Speculation over when or if White House Press Secretary Sean Spicer would be fired or resign has circulated since his first contentious press briefing in January. Six months to the day later, Spicer announced his resignation.
The resignation was over President Donald Trump hiring Anthony Scaramucci to be his communications director, according to the New York Times. Trump reportedly asked Spicer to stay on in a 10 a.m. meeting when Trump announced the new hire, but Spicer resigned anyway.
So who is Anthony Scaramucci?
Most recently, he joined the Export-Import Bank as a senior vice president and chief strategy officer on June 19. But during the 2016 presidential election he was a major Republican donor, first to Scott Walker and Jeb Bush in the primary and later to Trump in the general election, according to Axios.
Before that, he sold his stake in his hedge fund, SkyBridge Capital, anticipating a job offer from the White House.
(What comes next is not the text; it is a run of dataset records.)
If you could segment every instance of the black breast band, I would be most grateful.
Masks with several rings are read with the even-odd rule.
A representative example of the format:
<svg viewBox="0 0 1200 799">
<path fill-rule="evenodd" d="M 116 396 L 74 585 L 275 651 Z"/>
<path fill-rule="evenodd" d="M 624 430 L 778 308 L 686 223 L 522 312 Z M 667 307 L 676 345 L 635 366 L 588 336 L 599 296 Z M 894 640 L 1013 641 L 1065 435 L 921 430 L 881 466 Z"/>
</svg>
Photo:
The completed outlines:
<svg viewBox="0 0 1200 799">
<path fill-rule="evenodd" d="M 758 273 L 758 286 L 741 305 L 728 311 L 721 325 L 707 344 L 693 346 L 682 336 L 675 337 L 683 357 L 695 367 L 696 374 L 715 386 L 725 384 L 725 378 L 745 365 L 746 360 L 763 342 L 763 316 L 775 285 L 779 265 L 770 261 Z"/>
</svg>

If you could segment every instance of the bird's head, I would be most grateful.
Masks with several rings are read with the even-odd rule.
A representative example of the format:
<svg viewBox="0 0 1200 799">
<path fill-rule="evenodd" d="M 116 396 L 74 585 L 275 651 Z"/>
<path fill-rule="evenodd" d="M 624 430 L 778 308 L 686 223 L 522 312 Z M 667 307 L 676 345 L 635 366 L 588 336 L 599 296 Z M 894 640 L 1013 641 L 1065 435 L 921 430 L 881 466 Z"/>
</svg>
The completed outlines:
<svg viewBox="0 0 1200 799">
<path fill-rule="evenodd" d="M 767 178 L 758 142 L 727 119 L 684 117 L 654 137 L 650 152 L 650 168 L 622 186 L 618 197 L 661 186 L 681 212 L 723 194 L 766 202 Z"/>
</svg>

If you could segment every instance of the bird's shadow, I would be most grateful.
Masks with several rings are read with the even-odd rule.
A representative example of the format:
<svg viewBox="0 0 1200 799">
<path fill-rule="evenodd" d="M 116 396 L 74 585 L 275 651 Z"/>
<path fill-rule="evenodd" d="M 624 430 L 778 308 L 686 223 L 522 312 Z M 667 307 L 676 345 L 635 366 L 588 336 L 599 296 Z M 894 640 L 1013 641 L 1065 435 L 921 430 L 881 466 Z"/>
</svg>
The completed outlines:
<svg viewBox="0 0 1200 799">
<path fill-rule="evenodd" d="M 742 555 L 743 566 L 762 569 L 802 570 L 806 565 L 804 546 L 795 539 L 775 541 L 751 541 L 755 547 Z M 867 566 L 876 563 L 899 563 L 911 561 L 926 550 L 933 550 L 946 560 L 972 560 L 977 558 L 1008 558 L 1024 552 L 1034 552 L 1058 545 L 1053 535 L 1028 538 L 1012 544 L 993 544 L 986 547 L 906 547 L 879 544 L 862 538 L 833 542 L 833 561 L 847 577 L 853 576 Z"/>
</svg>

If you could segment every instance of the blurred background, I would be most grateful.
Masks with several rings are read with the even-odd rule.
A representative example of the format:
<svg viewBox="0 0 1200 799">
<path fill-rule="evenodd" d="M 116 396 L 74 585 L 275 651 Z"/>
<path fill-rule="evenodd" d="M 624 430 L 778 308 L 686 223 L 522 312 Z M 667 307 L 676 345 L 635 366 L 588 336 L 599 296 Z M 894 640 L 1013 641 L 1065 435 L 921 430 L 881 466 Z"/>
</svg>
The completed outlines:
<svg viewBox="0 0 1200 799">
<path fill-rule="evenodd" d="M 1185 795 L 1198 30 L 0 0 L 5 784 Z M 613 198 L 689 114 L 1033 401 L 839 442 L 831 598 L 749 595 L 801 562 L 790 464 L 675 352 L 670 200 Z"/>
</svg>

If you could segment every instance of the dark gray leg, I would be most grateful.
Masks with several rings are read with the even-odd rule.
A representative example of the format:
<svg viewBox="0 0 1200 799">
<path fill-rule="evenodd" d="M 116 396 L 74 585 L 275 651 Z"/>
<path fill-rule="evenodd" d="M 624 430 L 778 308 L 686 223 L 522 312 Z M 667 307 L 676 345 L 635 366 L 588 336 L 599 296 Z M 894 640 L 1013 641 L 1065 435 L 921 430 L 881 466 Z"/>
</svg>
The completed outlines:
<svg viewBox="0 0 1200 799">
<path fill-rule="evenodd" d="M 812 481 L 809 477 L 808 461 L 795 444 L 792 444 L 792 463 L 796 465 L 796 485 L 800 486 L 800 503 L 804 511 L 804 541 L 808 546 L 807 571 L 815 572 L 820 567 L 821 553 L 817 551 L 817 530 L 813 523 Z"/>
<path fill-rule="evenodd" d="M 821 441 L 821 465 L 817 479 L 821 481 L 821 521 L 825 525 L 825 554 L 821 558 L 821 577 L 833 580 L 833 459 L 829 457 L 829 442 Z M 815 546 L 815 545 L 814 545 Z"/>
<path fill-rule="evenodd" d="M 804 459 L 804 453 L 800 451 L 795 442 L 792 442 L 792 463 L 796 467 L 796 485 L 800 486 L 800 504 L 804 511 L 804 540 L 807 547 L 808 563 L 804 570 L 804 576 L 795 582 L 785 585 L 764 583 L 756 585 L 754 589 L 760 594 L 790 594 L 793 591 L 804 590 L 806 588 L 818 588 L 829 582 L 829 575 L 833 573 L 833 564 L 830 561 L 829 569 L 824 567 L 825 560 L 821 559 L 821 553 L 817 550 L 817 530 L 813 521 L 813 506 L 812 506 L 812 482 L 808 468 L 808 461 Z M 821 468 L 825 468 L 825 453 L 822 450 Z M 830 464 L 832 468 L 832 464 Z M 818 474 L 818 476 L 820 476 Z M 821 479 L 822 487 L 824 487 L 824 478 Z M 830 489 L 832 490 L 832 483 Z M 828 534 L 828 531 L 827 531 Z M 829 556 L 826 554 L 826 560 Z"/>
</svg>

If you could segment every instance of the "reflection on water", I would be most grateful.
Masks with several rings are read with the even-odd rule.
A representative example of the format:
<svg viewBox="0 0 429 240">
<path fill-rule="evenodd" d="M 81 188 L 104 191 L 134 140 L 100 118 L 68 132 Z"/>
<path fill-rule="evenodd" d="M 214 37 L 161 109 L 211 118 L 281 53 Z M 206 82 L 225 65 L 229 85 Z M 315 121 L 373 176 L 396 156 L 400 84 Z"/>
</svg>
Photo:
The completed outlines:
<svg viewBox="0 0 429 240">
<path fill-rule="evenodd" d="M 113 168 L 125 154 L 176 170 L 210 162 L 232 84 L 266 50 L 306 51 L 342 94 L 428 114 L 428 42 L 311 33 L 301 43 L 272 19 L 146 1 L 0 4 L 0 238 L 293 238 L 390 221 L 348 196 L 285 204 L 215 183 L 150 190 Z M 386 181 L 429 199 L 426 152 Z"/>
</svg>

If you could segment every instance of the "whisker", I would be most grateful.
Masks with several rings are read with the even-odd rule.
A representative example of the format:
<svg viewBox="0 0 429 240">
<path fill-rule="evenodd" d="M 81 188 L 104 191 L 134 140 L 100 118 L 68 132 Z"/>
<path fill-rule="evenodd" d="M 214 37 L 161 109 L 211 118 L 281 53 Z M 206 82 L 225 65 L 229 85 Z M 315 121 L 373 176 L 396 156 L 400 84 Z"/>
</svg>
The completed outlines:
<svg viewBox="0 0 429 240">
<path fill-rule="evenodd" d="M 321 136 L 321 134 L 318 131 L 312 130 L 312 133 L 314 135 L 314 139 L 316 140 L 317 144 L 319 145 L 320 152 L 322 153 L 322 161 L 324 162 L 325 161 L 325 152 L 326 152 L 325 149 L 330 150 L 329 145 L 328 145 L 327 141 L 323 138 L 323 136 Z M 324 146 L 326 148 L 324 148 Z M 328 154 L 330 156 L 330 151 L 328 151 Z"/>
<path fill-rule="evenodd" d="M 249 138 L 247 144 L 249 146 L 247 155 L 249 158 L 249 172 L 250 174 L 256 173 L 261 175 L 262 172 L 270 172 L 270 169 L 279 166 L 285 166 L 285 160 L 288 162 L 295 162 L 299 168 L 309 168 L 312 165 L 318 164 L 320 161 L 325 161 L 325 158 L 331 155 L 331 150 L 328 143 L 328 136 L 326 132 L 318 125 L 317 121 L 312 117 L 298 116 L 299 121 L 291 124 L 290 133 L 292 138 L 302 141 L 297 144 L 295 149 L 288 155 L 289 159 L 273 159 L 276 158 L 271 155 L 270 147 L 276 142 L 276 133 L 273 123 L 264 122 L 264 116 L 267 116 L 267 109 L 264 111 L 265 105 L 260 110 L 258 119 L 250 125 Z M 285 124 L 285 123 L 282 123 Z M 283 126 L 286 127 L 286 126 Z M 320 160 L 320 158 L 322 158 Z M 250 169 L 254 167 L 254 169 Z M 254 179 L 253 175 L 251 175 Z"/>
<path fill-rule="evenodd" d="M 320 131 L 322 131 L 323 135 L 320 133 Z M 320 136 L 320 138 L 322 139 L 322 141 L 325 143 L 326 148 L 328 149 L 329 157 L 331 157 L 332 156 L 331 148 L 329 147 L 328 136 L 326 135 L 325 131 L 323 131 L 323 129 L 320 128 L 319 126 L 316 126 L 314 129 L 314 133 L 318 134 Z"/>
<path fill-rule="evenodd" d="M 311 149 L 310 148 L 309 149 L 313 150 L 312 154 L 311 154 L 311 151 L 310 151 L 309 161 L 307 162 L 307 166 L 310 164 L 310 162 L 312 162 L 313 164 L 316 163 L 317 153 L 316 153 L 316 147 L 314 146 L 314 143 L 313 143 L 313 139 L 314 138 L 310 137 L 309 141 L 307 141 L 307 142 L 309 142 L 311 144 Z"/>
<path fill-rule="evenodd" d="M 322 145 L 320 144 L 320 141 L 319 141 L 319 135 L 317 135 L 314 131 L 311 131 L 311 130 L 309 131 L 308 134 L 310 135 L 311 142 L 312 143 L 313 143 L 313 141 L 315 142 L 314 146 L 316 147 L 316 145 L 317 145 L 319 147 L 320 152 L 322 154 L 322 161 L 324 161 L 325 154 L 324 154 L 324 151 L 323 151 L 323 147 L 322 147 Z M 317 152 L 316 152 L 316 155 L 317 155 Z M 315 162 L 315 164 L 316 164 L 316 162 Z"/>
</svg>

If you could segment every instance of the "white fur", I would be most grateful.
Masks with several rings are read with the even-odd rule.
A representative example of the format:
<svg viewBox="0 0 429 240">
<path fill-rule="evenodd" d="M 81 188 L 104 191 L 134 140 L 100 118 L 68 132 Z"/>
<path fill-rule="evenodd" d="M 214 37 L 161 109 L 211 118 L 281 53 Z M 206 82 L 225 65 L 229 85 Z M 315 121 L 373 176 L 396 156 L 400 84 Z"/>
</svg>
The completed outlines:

He was considered for multiple roles, according to Politico, but Spicer asked him to take himself out of the running because Trump couldn’t wait for an ethics review to be completed on Scaramucci.
Most recently, Scaramucci was at the center of a controversy over a retracted CNN story in June. The article cited an anonymous source saying Scaramucci had met with a chief executive of a $10-billion Russian investment fund, and that Democratic senators on the Senate Intelligence Committee wanted to know if Scaramucci had indicated in that meeting that Russian sanctions might be lifted.
CNN later retracted the article, saying it “did not meet CNN’s editorial standards and has been retracted. Links to the story have been disabled. CNN apologizes to Mr. Scaramucci.”
Scaramucci had called CNN Washington Bureau Chief Sam Feist and threatened to sue over the story, according to Politico. Three staffers involved in the story resigned following the retraction.
Scaramucci is the third person to be offered the White House communications director job since Trump was elected. Jason Miller was the first to accept the post, but gave it up before Trump was sworn in. Michael Dubke held the job for three months before resigning in May.